Le retour de Veronica Shellstrop
Cette atmosphère surréaliste donne à la mini-série un ton singulier et très original, rarement vu à la télévision. L’humour et l’ironie ne sont distillés que par petites touches, laissant planer le doute. Des échelles de plans aux couleurs des décors, la mise en scène nous plonge dans un univers entre le rêve et la réalité, entre la satire et le macabre. Un étrange mélange qui alimentera parfaitement les théories les plus folles de fans en quête de réponses.
Même le casting, excellent, nous donne des indices sur le ton comique et méta de la série, jusqu’aux plus petits rôles : Cameron Britton (le glaçant Ed Kemper dans Mindhunter), Marc Evan Jackson (le démoniaque Shawn de The Good Place), Jim Rash (le doyen excentrique de Community)… La grande Glenn Close (Damages) fait même une petite apparition surprise, avec toute l’élégance qui la caractérise.
Et comment oublier la fabuleuse Kristen Bell, qui incarne Anna avec un plaisir non dissimulé. Avec ce personnage égoïste et aux défauts flagrants, impossible de ne pas penser à son interprétation inoubliable d’Eleanor Shellstrop dans The Good Place. Quant à l’ambiance caustique, fun et glauque à la fois de la série, elle rappelle évidemment celle de Veronica Mars. L’ombre de l’ado futée de Neptune, qui a lancé la carrière de Kristen Bell, plane sans aucun doute sur cette nouvelle série plutôt réussie.
Absurde mais savoureux
Mais on vous aura prévenu : tout est grotesque dans La Femme qui habitait en face de la fille à la fenêtre. La série s’auto-parodie en permanence et pousse tous les curseurs au maximum. Le meurtre ? Découvert dans les bois par un chien, évidemment. Le gardien de phare ? Taciturne et doté d’un béret de marin, voyons. L’arnaqueur soupçonné du meurtre ? Un strip-teaseur gentil et beau gosse qui fait des omelettes le matin, avec le sourire irrésistible qui va avec.
L’intrigue farfelue de la série culmine naturellement dans le dernier épisode, encore plus loufoque que les précédents. Pourtant, on se prend facilement au jeu. Avec huit chapitres de 30 minutes chacun, cette tragi-comédie se consume en un week-end (ou même une soirée, avec un peu de détermination). Elle laisse derrière elle une impression singulière, qui pourrait bien rester un moment dans nos mémoires de sériephiles.
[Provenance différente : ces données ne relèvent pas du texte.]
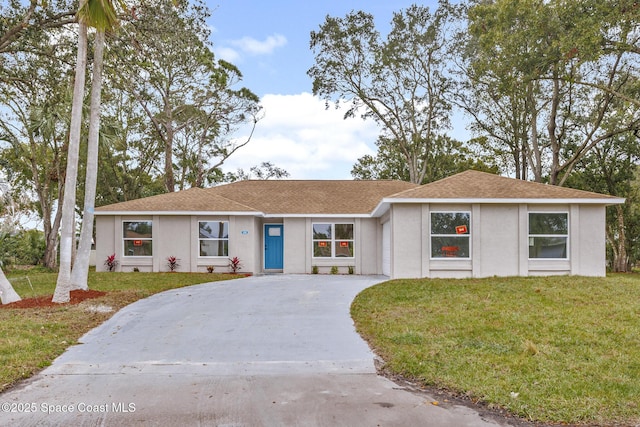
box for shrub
[167,255,180,271]
[229,256,242,273]
[104,253,118,271]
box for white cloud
[231,34,287,55]
[218,47,240,63]
[223,93,379,179]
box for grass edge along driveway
[351,274,640,425]
[0,271,242,392]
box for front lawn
[352,274,640,425]
[0,272,240,391]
La Femme qui habitait en face de la fille à la fenêtre ne plaira vraiment pas à tout le monde, mais elle en fera au moins rire certains et donnera la satisfaction d’un bon polar aux autres.
Le verdict
La Femme qui habitait en face de la fille à la fenêtre
Voir la ficheOn a aimé
- Kristen Bell, toujours incroyable
- L’atmosphère originale
- Les multiples références aux thrillers
On a moins aimé
- L’épisode final
Amateurs de polars et de comédies tranchantes, cette série est faite pour vous ! La Femme qui habitait en face de la fille à la fenêtre est une petite pépite sarcastique, qui se binge-watche aussi facilement que l’on dévore ses chocolats de Noël. C’est parfois lourd, un brin écœurant, mais ça reste délicieux. Dans ce thriller, Anna est persuadée que sa voisine a été assassinée mais personne ne la croit. A-t-elle halluciné, à force de boire du vin toute la sainte journée, ou un complot se cache-t-il là-dessous ? La mini-série en huit épisodes est portée par le talent de Kristen Bell, déjà impeccable dans Veronica Mars et The Good Place, et qui trouve à nouveau un rôle à la hauteur de ses penchants comiques. Si l’absurde ne vous fait pas peur, vous devriez accrocher, comme nous, à cette parodie savoureuse des enquêtes policières, parfois un peu ratées.